Os tradicionalistas não querem apenas a liberdade de seu rito, mas têm esperança de que a liberação de todo rito antigo é a chave para o crescimento da Igreja. O mesmo para os progressistas, que querem mudar a Igreja por meio de medidas repentinas e burocráticas. A esperança deste grupo é tornar a doutrina adaptável à cultura moderna, mesmo que seja a cultura mundana ideologizada. Tornar uma doutrina perceptível por uma cultura local ou nação é tarefa do evangelizador ou pregador que sabe quais partes da doutrina e sacramentos devem ser apresentados em sua ordem e na melhor didática. Os teólogos justificam o progressismo e a maioria mal têm prática com evangelização, uma teorização que não parte da experiência pessoal como deve ser na filosofia, mas pega a discussão já formatada de teorias progressistas como a igualdade entre os gêneros. Os primeiros estágios da conversão não necessitam de discussão teológica ou doutrinal com o evangelizado, porque partem da aceitação de Jesus como pessoa.
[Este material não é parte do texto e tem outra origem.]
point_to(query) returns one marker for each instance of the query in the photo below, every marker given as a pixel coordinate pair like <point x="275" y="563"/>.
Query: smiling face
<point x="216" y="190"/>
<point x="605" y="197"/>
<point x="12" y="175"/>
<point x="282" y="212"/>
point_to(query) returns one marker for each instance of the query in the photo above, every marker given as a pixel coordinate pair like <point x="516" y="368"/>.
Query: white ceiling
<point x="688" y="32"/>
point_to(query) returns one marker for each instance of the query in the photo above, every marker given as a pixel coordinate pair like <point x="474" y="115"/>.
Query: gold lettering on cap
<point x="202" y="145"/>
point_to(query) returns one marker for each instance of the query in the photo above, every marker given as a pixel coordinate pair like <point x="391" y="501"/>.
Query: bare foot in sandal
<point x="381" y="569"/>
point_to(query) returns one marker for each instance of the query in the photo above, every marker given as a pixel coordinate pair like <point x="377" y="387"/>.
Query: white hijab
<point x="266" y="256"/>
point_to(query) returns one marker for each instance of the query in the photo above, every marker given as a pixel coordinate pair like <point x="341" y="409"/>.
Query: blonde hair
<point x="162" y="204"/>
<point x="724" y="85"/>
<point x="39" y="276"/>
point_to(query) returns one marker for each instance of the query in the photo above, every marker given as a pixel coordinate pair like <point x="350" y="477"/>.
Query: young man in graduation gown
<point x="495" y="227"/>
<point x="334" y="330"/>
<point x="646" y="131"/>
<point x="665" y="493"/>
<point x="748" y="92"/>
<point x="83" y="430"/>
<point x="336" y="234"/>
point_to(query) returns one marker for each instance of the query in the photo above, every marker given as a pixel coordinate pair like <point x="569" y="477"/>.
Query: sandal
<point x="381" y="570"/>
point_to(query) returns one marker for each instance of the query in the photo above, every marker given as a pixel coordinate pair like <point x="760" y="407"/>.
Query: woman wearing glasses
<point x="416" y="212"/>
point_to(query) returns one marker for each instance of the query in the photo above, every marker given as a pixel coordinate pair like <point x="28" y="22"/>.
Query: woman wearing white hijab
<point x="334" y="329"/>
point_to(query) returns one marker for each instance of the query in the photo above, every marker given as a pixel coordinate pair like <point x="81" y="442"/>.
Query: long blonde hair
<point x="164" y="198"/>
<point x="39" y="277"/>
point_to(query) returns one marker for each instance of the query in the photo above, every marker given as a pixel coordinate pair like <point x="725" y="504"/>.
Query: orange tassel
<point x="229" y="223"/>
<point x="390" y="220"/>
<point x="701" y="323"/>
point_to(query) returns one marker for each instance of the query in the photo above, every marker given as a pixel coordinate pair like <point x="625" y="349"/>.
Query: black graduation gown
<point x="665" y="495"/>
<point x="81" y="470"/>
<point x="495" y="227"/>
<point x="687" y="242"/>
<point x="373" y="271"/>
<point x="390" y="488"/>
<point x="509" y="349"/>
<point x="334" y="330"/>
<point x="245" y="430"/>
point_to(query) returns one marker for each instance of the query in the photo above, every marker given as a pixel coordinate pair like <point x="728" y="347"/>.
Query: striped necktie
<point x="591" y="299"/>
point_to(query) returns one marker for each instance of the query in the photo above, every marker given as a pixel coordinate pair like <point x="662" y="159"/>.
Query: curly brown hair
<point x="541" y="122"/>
Essas visões partem de uma estrutura de pensamento que nasce do intelectualismo que por pensar que se pode abarcar toda experiência pelo pensamento, concluem que é melhor planejar e construir tal grande instituição ou realidade. E no caso da Igreja, não procuram o que se deve viver o hoje que Deus tem a dar a ela e escutar o que Ele fala, o que seria se guiar por um desenvolvimento orgânico. Ratzinger** ao responder se o plano da igreja foi perdido responde: “Em uma época em que o modelo essencial de comportamento é o ‘poder fazer’, somos tentados a dizer: arregacemos as mangas e construamos a Igreja. Mas a Igreja não deve ser ‘feita’, deve ser vivida”. Muitas iniciativas de sucesso que são as Novas Comunidades e outros institutos são exemplos que têm crescido de forma natural e não como um planejamento ou imposição de como se acha que deveria ser. Pode facilmente observar que a renovação carismática não é um movimento com estratégia e finalidades próprias, mas uma corrente de oração animado por algo que não é deste mundo. Há um apego a um plano quando você pouco escuta a Deus e tenta valer mais os ideais de como deve ser, e geralmente escolhem ideais do passado que devem ser encaixados no presente a todo custo.

Portanto, os dois movimentos por serem presos a um intelectualismo e por não terem uma proximidade com o povo ou a vida real de uma paróquia ou comunidade estão preocupados mais em implantar o ideal do que ir em confronto a pessoas reais. Claro que dentro desses movimentos há pessoas que fazem trabalhos de formação e outros junto aos necessitados.

* Daniel-Rops, Henri, A Igreja dos tempos clássicos (I), Quadrante, 2000, p. 94.

** Ser Cristão na Era Neopagã, vol. III, Joseph Ratzinger, Ecclesiae, pag. 44-45.